[AFS3-std] Re: [OpenAFS-devel] convergence of RxOSD, Extended Call Backs, Byte Range Locking, etc.

Thu, 23 Jul 2009 18:06:49 -0400

--On Thursday, July 23, 2009 05:18:09 PM -0400 "Matt W. Benjamin" 
<matt@linuxbox.com> wrote:

> It's in no way in dispute that, on the wire, "A FID+DV names a string of
> bits."  In order to analyze cache coherence, though (in a system which
> considers caching), it is necessary to describe and reason about the
> views of a file clients have cached.  In a cache, necessarily, it is not
> sufficient to consider the coherence only protocol messages--what we're
> reasoning about, in addition, is a distributed system with state.

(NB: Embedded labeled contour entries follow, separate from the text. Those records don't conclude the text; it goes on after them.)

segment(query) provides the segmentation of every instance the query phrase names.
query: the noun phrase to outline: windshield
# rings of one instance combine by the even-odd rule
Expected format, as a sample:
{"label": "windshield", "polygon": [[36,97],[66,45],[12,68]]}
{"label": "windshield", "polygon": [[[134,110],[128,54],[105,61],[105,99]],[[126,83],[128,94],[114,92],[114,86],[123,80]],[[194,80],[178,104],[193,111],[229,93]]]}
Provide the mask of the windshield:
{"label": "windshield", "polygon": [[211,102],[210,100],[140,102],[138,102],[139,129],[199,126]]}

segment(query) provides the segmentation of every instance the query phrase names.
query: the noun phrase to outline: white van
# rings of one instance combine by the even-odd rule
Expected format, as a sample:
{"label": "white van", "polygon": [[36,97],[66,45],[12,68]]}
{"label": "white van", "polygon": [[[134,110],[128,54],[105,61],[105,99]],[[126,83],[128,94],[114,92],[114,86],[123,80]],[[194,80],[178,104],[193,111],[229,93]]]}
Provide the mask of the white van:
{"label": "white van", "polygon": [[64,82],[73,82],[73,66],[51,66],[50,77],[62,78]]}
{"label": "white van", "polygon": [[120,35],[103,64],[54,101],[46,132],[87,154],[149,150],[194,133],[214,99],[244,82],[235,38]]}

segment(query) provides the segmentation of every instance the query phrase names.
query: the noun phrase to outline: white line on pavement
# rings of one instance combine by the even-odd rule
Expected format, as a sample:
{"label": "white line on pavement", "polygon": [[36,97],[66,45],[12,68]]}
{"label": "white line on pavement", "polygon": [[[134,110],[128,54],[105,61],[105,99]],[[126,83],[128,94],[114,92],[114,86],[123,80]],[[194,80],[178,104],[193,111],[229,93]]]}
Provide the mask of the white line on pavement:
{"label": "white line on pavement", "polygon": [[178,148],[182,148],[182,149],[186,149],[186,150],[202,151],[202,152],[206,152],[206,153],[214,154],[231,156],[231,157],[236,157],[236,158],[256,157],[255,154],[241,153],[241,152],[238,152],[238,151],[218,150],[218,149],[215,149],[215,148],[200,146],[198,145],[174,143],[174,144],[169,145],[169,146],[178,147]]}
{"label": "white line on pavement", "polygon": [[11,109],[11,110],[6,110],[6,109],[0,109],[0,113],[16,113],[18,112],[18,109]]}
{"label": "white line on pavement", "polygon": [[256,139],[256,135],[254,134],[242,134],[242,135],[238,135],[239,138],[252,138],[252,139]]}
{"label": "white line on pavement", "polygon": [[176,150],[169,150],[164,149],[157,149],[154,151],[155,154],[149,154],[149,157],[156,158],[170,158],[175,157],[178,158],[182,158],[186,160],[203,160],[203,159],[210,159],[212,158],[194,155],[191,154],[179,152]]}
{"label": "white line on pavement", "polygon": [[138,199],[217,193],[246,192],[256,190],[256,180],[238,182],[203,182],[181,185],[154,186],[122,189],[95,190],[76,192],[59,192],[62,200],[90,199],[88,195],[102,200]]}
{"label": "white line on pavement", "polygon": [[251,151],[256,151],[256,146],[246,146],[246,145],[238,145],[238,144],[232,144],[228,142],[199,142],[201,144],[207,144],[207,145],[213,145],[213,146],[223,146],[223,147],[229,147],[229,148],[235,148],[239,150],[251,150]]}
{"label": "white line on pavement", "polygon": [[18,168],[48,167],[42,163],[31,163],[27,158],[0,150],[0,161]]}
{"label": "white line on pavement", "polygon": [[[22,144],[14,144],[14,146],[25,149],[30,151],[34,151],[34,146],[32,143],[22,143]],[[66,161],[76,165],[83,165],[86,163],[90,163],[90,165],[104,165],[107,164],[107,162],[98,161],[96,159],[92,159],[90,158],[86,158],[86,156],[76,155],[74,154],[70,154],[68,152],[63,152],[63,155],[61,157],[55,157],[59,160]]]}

Of course it is.  But it's important to distinguish between the state of 
the abstract distributed system, which is as much part of the protocol as 
the format of RPC messages are, and what is going on inside any particular 
implementation.

As Tom points out, the current protocol makes it possible to have a client 
implementation which is fully coherent, and even to have distributed 
applications which depend on this coherency, provided all clients are 
playing along (for example, you need to be rather more careful with 
coordinating locking and cache coherency than I think the current OpenAFS 
client is).

"AFS doesn't support strong consistency" is a very different statement from 
"the current AFS client doesn't implement stronc consistency".  This is why 
I am particular concerned with proposals to do away with things like the 
guarantee that _before a StoreData completes_, and particularly, before any 
otehr RPC's on that vnode can run, every client with a relevant callback 
either has been notified or has been marked down, such that it will be told 
to discard any pending state before being allowed to do anything.  You seem 
to believe this is unimportant because you believe that AFS doesn't support 
strong consistency, whereas I believe it _is_ important because AFS _does_ 
support strong consistency; the current client just falls short in a few 
places.

> "Basically
> [what] you're asserting is the classical SMP mutual exclusion problem --
> just having cache coherence isn't enough to guarantee deterministic
> outcome of a parallel application [sic, i.e., computation] without the
> use of synchronization primitives" (tkeiser).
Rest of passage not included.